The split personality of the movie itself -- from sweet character study to shocking bloodbath -- is problematic in a larger sense, by turns absorbing and alienating. From the quietly gripping prologue where Driver shows his knowledge of L.A. geography, Refn makes it clear that he knows how to stage an action scene; later on, he makes it more than clear that he knows how to stage a killing scene, and while the tonal shift is deliberate (like his protagonist, Refn never loses control) I'm not convinced that straight-razors, heads ripped off by shotgun blasts, and forks to the eye are playing to his strengths. Far more effective is a murder framed at a distance from the ocean surf, as well as a knife fight between a pair of shadows cast on concrete.
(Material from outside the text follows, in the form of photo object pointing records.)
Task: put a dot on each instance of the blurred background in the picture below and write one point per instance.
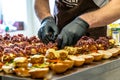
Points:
(18, 16)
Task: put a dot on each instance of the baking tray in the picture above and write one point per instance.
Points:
(94, 71)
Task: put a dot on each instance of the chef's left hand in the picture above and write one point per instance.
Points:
(72, 32)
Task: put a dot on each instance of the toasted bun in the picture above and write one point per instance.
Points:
(51, 54)
(23, 72)
(59, 67)
(106, 54)
(39, 72)
(62, 54)
(97, 56)
(20, 59)
(88, 58)
(37, 59)
(69, 62)
(78, 61)
(7, 69)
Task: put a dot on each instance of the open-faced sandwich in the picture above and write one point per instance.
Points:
(21, 66)
(58, 60)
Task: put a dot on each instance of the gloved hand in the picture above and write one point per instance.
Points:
(72, 32)
(48, 31)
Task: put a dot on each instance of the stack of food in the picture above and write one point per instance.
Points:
(29, 57)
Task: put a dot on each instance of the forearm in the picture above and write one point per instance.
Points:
(42, 8)
(103, 16)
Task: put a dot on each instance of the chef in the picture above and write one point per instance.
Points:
(75, 18)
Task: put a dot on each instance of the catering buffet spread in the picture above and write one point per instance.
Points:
(28, 57)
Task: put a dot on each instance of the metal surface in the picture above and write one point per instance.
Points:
(103, 70)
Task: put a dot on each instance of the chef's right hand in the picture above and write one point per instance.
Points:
(48, 30)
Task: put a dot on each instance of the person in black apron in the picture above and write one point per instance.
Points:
(66, 22)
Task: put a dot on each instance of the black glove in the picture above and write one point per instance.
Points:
(48, 30)
(72, 32)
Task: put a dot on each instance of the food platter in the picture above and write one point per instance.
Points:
(23, 58)
(92, 71)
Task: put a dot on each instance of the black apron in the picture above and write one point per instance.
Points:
(67, 10)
The violence will be one of the selling points of Drive, and while I wouldn't say it's staged by a filmmaker who takes it lightly, it does come uncomfortably close to Tarantino's worst instincts to lure yahoos into the theater to get off on something they don't fully comprehend.
What other moviegoers will appreciate (other than Newton Thomas Sigel's stunning cinematography, the most shimmeringly beautiful depiction of Los Angeles since the Mann trifecta of Thief, Heat, and Collateral) is the movie's expansive regard for a stable of wonderful character actors. Besides Gosling's star-power and Mulligan's aching vulnerability, there is a deft comic turn from Bryan Cranston as Driver's shambling gimp mechanic and a diabolical one from Albert Brooks about which I'll say no more. I also liked how Oscar Isaac's ex-con hubby is initially set up as a hotheaded rival of Driver's, only to be revealed as a decent guy genuinely trying to go straight. Drive is at its best in scenes like the one where Standard tells the story of how he and Irene met, and at its worst in its shameful waste of Christina Hendricks as a blue-jeansed moll named Blanche. Anyone who's seen Hendricks on Mad Men knows that she's game for anything, so it's disappointing that her role is miniscule (however memorable her exit).
This is, as you may have ascertained, a polarizing movie, and it will be interesting to see whether the commercial, inviting aspects of the film draw a larger audience than the arty, off-putting elements repel. I'm sensing enough of the ground shifting beneath my feet to predict that Drive is going to make a profound impact on movie culture, be argued over into perpetuity, and start a fad for scorpion jackets. (I can't wait for scholars to dissect the outlandish, unsettling sequence where Gosling stalks a bad guy like a 1980s slasher in a stunt man's facial prosthetic to Riz Ortolani's florid "Oh My Love.") I'm not without reservations myself, yet a film with this much affection for actors and cinematic lore is hard to resist. And I was won over by the ending, as ambiguous as the fate of Travis Bickle, with a wounded Driver back in his car, seemingly disinterested in seeking medical attention, or perhaps already dead, destined to cruise the streets for infinity, his own gleaming Valhalla.